Living in deep cover as average, suburban Americans, the alleged spies were an unexpected throwback to the Cold War era. Unexpected because the Soviet Union has been gone for a couple of decades and because today’s intelligence needs have less to do with military secrets and much more with economic and technological developments.
Longtime neighbors were astounded, of course.
(The innocent neighbor is always astounded by news happening next door, whether the house was suddenly flattened by a meteor or found to have housed a serial murderer for a decade. The last happenstance was well-parodied by the late comedian Rodney Dangerfield, who noted neighbors could be counted upon to observe, “He was a quiet man.”)
Psychologists say the children of the alleged spies could be terribly traumatized by the deception, having been raised as Americans in complete ignorance of their parents’ vocation.
As for the rest of us, well, color us confused about just what the Russian secret service was thinking.
A spy living as an average citizen in a closed society might well be able to glean something of use about an international enemy. For instance, almost any information about wages or food or medical supplies might give the United States some valuable real-time intelligence about North Korea.
But from the United States? Fighting out our policy issues in full throat on 24-hour cable news? In the Internet age?
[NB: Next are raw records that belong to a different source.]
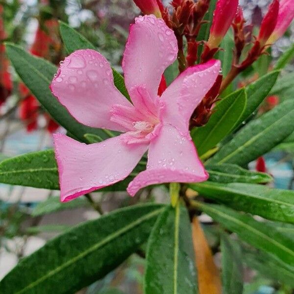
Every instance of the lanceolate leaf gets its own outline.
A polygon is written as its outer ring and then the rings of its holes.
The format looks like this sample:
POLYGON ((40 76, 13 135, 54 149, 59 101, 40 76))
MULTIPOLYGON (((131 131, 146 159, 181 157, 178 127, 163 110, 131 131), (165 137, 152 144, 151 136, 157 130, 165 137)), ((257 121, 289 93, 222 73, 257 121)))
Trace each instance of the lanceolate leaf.
POLYGON ((205 182, 190 186, 201 195, 235 209, 294 223, 294 191, 241 183, 205 182))
POLYGON ((248 164, 271 150, 293 132, 293 117, 294 100, 285 101, 248 123, 209 163, 248 164))
POLYGON ((223 234, 220 242, 220 251, 223 293, 242 294, 243 268, 241 250, 239 244, 229 236, 223 234))
POLYGON ((275 70, 281 70, 294 58, 294 44, 279 58, 274 66, 275 70))
POLYGON ((238 124, 248 119, 262 103, 275 84, 279 73, 279 71, 271 72, 246 87, 247 103, 238 124))
MULTIPOLYGON (((71 54, 79 49, 96 49, 95 47, 89 41, 66 24, 60 22, 59 28, 60 34, 68 53, 71 54)), ((125 88, 124 80, 122 76, 113 68, 112 72, 116 87, 125 97, 129 100, 130 97, 125 88)))
MULTIPOLYGON (((99 192, 124 191, 136 172, 145 168, 138 165, 122 181, 105 187, 99 192)), ((0 162, 0 183, 49 190, 59 190, 57 166, 54 150, 34 152, 0 162)))
POLYGON ((234 128, 246 105, 244 89, 222 99, 214 108, 214 113, 205 126, 196 128, 192 137, 199 156, 214 147, 234 128))
POLYGON ((62 203, 59 197, 50 197, 45 201, 37 204, 33 209, 31 215, 38 217, 67 209, 73 209, 89 205, 85 198, 77 198, 71 201, 62 203))
POLYGON ((85 141, 84 134, 95 134, 107 138, 101 130, 86 126, 78 122, 53 96, 49 86, 57 72, 55 65, 33 56, 20 47, 6 44, 6 53, 16 72, 25 85, 51 116, 74 137, 85 141))
POLYGON ((265 277, 294 287, 294 268, 272 254, 261 251, 243 249, 243 260, 265 277))
POLYGON ((3 160, 0 163, 0 182, 59 190, 54 151, 32 152, 3 160))
POLYGON ((221 294, 220 270, 216 266, 212 252, 197 217, 193 218, 192 239, 199 294, 221 294))
POLYGON ((251 172, 235 164, 208 164, 205 169, 209 174, 208 180, 218 183, 269 183, 273 180, 267 173, 251 172))
POLYGON ((145 294, 196 294, 191 226, 186 208, 169 206, 158 218, 149 238, 145 294))
POLYGON ((0 293, 75 293, 103 277, 145 242, 163 209, 134 206, 76 227, 23 259, 0 282, 0 293))
POLYGON ((245 242, 294 266, 294 241, 274 228, 223 206, 197 203, 197 206, 245 242))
The problem for Russian analysts can’t be too little information about the United States economy, but, rather, too much. What an average citizen — or a dozen, or 100, or 1,000 — could add to that can’t be much more than throwing a thimble full of water into the ocean.
Indeed, one has to wonder whether the alleged operatives weren’t living the life a little tongue in cheek. Suspect Anna Chapman, for instance, bought a disposable cell phone using the name “Irine Kutsov,” living on “99 Fake Street.”
That’s got to be somewhere in the “Pottsylvania” neighborhood of “Boris Badenov” and “Natasha Fatale,” cartoon characters from the 1960s era “Rocky and Bullwinkle Show,” which parodied the Cold War.
The FBI should take a good, close look for any remaining sleeper cells in Frostbite Falls, Minn.